11th of November 2023.
Review by Paul Taggart
Tucked away in the basement of a Scottish pub on a cold November’s night did unfurl a quality night of independently minded, female-fronted electronic-tinged indie pop acts. Now this sort of thing is completely out of my ballpark, I like Limp Bizkit, Mayhem and the Stooges. I routinely careen into mosh pits like an f1 racing car with wonky steering, but as I am in my forties I should really know better, so I refrained from such childish behaviour tonight.
I would have been thrown out otherwise, probably. I want to think so anyway.
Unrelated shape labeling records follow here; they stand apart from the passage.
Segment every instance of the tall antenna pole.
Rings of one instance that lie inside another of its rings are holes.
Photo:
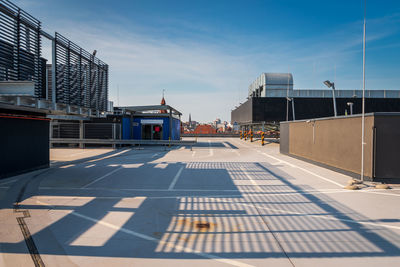
[[[365,134],[365,28],[367,16],[367,0],[364,0],[364,28],[363,28],[363,99],[362,99],[362,122],[361,122],[361,181],[364,181],[364,134]]]
[[[289,121],[289,73],[290,67],[288,66],[288,86],[286,91],[286,121]]]
[[[119,84],[117,84],[117,106],[119,107]]]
Back on track, this gig is a launch night for the hometown headliner Malka’s (aka former 6 Day Riot frontwoman Tamara Schlesinger) excellent new album ‘Anatomy of Sight’, a fine slice of burbling and bleeping synth rock mixed with modern alternative pop. But before the main act comes support from Mokulsa, an Irish solo act aka Lou Rowland, who is indebted to 80s 4ad dreamy soundscapes and swoonsome but chilled electronic pop.
The artist is on their own and conveys vulnerability through her brittle keyboard-driven ethereal music. I nodded my head throughout, it takes a lot of guts to convey such emotion by yourself and Mokulsa gets a thumbs up for that alone, along with the quality of the tunes on offer as well. Mokulsa is also a visual artist, you get that feeling from the care put into what is on display that there is thought put into every note of music that is heard tonight.
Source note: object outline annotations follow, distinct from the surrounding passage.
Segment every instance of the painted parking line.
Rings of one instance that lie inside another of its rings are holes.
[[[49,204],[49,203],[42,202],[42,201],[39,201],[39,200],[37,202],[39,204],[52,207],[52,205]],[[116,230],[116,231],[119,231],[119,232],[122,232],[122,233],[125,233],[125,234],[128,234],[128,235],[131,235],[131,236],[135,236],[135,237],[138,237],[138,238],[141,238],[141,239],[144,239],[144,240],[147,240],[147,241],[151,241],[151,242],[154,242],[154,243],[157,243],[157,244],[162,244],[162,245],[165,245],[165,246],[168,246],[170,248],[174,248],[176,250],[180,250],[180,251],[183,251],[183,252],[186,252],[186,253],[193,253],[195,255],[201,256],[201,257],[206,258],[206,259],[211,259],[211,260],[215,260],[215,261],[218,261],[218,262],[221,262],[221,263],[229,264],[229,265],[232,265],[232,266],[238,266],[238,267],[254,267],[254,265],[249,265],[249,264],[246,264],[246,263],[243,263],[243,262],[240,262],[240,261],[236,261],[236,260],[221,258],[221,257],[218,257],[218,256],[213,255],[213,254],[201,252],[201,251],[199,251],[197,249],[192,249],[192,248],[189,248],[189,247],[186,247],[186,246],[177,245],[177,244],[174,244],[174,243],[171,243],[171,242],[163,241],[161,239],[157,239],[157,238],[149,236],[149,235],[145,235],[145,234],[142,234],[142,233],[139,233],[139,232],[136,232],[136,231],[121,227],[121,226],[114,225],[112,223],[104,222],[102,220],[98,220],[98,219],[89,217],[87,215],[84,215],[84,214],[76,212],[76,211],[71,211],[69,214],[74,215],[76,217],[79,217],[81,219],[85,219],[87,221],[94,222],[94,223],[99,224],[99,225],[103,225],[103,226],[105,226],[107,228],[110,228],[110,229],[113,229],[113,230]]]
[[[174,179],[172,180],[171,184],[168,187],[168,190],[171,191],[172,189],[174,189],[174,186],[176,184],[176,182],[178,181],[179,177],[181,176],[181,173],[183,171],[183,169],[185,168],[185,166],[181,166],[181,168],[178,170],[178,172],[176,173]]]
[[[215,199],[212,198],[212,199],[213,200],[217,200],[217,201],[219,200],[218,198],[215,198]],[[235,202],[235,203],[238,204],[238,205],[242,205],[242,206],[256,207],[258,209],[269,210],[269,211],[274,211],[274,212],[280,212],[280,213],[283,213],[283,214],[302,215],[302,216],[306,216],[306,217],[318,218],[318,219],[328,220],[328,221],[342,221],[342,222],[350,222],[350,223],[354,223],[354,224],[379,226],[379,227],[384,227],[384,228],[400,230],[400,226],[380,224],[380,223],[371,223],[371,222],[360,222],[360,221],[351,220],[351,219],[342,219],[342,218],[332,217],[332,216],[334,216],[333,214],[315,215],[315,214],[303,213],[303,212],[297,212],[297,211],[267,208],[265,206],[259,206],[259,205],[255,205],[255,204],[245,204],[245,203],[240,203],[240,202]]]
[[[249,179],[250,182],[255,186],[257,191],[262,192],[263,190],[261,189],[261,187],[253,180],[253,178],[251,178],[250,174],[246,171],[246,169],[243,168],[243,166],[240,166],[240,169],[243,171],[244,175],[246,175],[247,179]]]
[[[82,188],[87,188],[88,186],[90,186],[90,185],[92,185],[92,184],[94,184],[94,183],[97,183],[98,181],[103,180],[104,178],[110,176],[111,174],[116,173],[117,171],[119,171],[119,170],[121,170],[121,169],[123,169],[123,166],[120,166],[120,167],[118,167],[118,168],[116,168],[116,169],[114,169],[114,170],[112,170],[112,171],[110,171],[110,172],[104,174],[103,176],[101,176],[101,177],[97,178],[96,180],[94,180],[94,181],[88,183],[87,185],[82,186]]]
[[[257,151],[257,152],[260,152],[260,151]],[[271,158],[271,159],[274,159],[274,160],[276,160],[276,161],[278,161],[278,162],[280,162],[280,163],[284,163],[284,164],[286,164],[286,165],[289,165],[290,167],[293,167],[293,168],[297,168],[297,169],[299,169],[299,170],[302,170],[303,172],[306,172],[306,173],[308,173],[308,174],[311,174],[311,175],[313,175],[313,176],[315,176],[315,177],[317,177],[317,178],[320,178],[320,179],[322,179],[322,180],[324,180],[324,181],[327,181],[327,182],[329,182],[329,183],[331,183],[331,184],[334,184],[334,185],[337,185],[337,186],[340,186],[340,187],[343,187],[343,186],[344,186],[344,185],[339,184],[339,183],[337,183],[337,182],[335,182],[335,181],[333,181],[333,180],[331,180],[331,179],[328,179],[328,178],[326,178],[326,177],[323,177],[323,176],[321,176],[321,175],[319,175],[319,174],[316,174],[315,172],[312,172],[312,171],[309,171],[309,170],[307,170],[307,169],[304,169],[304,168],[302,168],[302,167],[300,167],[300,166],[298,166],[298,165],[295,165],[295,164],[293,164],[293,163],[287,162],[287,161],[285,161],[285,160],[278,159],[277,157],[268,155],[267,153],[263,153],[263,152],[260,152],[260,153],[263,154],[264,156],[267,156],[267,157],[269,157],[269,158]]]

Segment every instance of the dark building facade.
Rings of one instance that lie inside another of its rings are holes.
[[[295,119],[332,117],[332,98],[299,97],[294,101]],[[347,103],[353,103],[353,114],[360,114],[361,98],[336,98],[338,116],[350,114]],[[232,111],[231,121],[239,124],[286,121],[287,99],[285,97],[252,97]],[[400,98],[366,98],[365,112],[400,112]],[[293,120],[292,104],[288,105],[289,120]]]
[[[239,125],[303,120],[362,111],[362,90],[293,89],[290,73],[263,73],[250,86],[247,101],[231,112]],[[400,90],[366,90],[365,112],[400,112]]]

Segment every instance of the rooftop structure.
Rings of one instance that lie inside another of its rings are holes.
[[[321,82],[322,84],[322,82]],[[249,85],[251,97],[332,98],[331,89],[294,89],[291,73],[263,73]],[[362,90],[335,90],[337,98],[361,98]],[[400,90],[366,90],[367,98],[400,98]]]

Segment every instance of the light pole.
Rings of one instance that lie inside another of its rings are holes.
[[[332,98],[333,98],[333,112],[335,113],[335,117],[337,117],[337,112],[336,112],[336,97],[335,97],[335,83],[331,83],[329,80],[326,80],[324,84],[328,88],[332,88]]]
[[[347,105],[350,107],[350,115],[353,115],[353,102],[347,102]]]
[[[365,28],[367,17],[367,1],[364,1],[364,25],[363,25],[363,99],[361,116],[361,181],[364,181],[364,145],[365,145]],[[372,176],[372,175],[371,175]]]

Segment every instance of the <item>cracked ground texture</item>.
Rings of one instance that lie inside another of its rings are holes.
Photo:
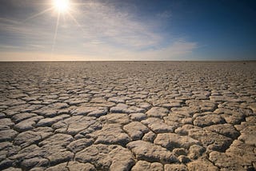
[[[256,63],[0,63],[1,170],[255,170]]]

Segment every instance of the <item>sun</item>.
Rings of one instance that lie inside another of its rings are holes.
[[[65,13],[69,10],[70,2],[70,0],[54,0],[54,6],[59,13]]]

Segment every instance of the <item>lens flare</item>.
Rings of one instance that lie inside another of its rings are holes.
[[[70,2],[69,0],[54,0],[54,6],[59,13],[65,13],[69,10]]]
Onto the main act Malka comes across as Led Zeppelin compared to Mokusla, nothing equal sound-wise to that 70s and, merely being the fact there is a full band on display here and the music is supple, happy, sad and at times muscular. The emotion and quality that come across are just as bare and honest as Mokulsa. Still, Malka owns the stage, bearing a garish headgear that seems to consist of colourful soft play balls stitched together and commanding the audience like Kate Bush on steroids.
There are many things in the mixing pot tonight, Saint Etienne comes to mind, and at other times, the soundtrack work of Francis Monkman along with the brutal honesty of someone like Katie Jane Garside. As soon as I can put a finger on something, it moves sideways and you always remain perplexed, pints imbibed besides, and wanting to hear more. There is an inherent melancholy to some of the music as in such tunes on display as Out Of Body and Detachment yet, on the set closer to Flashlight there is a positive buzz on display, the sort of energy that could power fifty shitty pop punk bands and still leave room for a fireworks display afterwards.
Top drawer, looking forward to more from both acts in the future from both acts.